Why I Love Little Classes

If you’ve ever had to import data from end users, you’ve probably been amazed at the different ways people can find to mess up a simple csv file. For example, take a file that should have just a few columns, say name and url. I’ve seen uploaded files that have hundreds of thousands of blank rows at the end. I’ve seen files with 20 blank column headers at the end. And without a doubt, somebody will decide to rename the columns to bookmark name and bookmark URL.

While it may be tempting to just raise an exception on that kind of user error, it’s not particularly friendly. Especially if you’re dealing with less tech savvy users. Instead, it’s a good opportunity to compose a few little classes to help make your life easier.

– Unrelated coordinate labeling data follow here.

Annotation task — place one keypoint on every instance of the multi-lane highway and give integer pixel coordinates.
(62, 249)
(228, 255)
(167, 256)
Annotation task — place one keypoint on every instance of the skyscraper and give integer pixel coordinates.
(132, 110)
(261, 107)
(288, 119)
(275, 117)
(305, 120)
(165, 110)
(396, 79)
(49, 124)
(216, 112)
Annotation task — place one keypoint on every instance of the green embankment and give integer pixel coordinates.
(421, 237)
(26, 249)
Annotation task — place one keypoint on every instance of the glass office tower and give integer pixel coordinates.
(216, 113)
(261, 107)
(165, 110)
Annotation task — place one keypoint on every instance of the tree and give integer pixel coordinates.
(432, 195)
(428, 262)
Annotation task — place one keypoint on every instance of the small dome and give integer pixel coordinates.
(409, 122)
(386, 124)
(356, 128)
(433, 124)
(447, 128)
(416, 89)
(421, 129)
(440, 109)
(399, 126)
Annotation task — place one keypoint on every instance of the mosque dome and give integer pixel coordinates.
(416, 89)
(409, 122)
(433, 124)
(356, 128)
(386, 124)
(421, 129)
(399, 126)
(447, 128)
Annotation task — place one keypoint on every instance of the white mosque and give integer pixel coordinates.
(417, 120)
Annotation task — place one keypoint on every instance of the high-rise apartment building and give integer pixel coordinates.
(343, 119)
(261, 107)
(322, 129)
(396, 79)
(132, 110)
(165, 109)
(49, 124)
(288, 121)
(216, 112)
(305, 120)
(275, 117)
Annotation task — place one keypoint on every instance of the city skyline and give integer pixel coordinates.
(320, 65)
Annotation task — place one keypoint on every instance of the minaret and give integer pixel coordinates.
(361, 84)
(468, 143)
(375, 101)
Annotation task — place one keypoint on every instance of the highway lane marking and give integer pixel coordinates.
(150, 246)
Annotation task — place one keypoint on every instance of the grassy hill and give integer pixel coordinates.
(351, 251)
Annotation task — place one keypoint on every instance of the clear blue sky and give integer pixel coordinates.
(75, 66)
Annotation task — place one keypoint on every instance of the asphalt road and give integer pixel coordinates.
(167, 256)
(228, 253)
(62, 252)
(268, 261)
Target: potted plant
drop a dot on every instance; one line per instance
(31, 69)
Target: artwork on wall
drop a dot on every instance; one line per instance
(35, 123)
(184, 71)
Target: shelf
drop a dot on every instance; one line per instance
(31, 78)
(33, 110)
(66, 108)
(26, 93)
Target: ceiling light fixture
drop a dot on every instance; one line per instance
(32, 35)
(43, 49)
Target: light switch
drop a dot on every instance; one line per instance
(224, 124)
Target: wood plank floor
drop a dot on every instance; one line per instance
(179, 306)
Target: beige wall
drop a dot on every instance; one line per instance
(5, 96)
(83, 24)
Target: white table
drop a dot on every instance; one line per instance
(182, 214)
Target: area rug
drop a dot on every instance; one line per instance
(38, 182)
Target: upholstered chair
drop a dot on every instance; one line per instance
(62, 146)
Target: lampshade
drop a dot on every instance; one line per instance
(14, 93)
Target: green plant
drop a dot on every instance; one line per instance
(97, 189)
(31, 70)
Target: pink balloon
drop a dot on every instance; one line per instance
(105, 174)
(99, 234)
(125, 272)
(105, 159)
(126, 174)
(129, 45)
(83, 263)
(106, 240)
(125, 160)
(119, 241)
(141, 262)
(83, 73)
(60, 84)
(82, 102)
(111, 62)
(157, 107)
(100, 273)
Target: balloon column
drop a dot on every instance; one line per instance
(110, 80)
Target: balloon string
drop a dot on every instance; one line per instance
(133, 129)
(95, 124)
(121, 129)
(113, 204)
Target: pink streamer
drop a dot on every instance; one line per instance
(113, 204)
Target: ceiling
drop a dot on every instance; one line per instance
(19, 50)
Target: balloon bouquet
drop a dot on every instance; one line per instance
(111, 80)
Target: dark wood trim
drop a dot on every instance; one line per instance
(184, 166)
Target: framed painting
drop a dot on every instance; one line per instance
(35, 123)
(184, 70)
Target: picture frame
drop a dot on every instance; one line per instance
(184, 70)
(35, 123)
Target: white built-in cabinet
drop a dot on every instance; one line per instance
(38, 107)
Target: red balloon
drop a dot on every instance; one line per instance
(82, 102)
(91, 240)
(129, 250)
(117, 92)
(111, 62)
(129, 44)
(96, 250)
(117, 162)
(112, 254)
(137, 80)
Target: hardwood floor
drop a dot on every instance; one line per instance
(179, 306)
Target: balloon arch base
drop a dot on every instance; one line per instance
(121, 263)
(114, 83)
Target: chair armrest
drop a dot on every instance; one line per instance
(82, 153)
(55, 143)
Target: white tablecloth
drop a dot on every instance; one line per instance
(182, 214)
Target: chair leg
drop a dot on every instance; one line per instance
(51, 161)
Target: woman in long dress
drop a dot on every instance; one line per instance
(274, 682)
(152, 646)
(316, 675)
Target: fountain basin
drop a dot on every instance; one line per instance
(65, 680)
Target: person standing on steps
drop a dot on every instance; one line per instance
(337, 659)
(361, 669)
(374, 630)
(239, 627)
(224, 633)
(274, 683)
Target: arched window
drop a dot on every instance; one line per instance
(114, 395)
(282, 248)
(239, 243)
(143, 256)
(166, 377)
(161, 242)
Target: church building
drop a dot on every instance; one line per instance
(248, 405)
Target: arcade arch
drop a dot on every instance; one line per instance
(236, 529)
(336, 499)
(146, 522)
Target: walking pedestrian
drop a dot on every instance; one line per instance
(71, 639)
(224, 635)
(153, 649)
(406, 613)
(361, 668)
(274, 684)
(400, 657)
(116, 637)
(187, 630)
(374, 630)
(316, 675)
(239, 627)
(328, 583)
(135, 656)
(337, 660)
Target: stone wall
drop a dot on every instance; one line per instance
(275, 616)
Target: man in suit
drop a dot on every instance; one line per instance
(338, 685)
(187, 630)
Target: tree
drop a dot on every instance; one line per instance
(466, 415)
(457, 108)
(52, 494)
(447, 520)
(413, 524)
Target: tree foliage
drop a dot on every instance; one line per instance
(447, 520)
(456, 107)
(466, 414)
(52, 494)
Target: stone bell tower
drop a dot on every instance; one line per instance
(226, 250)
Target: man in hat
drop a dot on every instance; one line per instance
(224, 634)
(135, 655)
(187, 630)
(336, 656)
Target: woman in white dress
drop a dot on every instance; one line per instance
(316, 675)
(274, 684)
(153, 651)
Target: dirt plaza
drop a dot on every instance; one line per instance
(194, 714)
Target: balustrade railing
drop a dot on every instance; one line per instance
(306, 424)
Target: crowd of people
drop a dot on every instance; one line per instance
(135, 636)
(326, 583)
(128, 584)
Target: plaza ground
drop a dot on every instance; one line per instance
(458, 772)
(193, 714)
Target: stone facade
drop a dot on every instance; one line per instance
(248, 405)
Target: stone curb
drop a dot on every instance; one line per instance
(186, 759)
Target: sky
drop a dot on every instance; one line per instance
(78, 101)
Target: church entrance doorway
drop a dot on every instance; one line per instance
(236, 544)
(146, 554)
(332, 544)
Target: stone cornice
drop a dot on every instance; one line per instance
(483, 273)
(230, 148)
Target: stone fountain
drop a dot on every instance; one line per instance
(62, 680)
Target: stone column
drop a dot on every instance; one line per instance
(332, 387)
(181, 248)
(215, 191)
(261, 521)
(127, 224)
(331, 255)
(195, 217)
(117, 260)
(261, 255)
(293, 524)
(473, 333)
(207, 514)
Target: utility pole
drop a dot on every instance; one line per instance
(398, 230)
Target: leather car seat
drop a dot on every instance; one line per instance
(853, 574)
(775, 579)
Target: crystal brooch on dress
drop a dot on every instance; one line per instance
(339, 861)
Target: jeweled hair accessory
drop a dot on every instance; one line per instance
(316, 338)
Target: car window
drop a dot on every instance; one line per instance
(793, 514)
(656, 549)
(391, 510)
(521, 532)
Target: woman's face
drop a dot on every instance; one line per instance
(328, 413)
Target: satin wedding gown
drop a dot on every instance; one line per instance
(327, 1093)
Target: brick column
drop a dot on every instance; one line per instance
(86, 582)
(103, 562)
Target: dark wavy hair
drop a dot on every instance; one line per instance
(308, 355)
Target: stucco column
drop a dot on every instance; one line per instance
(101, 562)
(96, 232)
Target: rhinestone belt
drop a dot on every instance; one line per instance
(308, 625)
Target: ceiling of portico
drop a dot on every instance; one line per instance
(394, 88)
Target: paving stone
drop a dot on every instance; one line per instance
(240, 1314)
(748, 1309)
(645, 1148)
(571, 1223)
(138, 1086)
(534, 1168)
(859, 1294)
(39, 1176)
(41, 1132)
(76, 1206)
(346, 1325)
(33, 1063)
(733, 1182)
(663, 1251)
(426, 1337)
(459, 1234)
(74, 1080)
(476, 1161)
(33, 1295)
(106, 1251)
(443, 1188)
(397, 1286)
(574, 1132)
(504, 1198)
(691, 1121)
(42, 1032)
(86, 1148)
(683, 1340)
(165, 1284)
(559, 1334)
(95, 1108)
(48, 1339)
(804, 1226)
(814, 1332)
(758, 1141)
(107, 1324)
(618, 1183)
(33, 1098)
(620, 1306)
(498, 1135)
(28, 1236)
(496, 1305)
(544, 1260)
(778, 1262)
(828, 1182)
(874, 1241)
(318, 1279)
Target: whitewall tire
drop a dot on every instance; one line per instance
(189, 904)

When facing exactly this problem, my first goal was to create a way to clean up problems like blank rows and extra header columns. To do that, I created a very simple class using TDD. First, I gave it a CSV with extra rows and verified that it removed those rows. Next, I gave it blank columns in the header and made sure those were removed as well. The end result looked like this:

class CSVCleaner
  def clean(csv_string)
    strip_blank_header_fields(strip_blank_lines(csv_string))
  end

protected
  def strip_blank_lines(csv_string)
    csv_string.gsub(/^,*[\n\r]/m,"")
  end
                                  
  def strip_blank_header_fields(csv_string)
    csv_string.gsub(/^([^\n\r]+?),+([\n\r])/,'\1\2')
  end
end

That class is simple and focused. It also is easy to use. Where before we would need to pass in a string, we simply wrap that string in CSVCleaner.new.clean(string).

To tackle the problem of bad column names, I decided to create an object to try to guess the right column names. The first version of my bookmark importer expected to receive each row as a hash. I didn’t want to have to change my importer code, so I wanted whatever I built to look like a hash.

I ended up with this:

class CSVColumnNameGuesser
  def initialize(hash)
    @hash = Hash[hash.map {|k,v| [clean_key(k), v]}]
  end

  def [](key)
    exact_match(key) || close_enough(key)
  end

  def keys
    @hash.keys
  end
protected

  def exact_match(key)
    @hash[key.to_s]
  end

  def close_enough(key)
    @hash[@hash.keys.detect {|k| k =~ /#{key}/i}]
  end

  def clean_key(key)
    key.to_s.gsub(/_/,"")
  end
end 

Notice that I didn’t create a subclass of hash that performed the guessing. Instead, I wrapped hash in a simple class that has the same interface (from a duck type perspective) for my use. I made it clear what the public interface was and used well named methods to make it obvious what the code is doing. This is an example of favoring composition over inheritance.

While I like this code, it isn’t perfect. For example, it needlessly repeats the key matching. If I were to import a one million row spreadsheet with twenty columns, I would expect to spend a lot of time doing regexp processing. I could work around that by either adding a lookup cache or by creating a builder to build an optimized version of this object, but I haven’t had a need for that yet. While performance may not be optimal, the code is simple and easy to read and has really helped me handle unpredictable user input.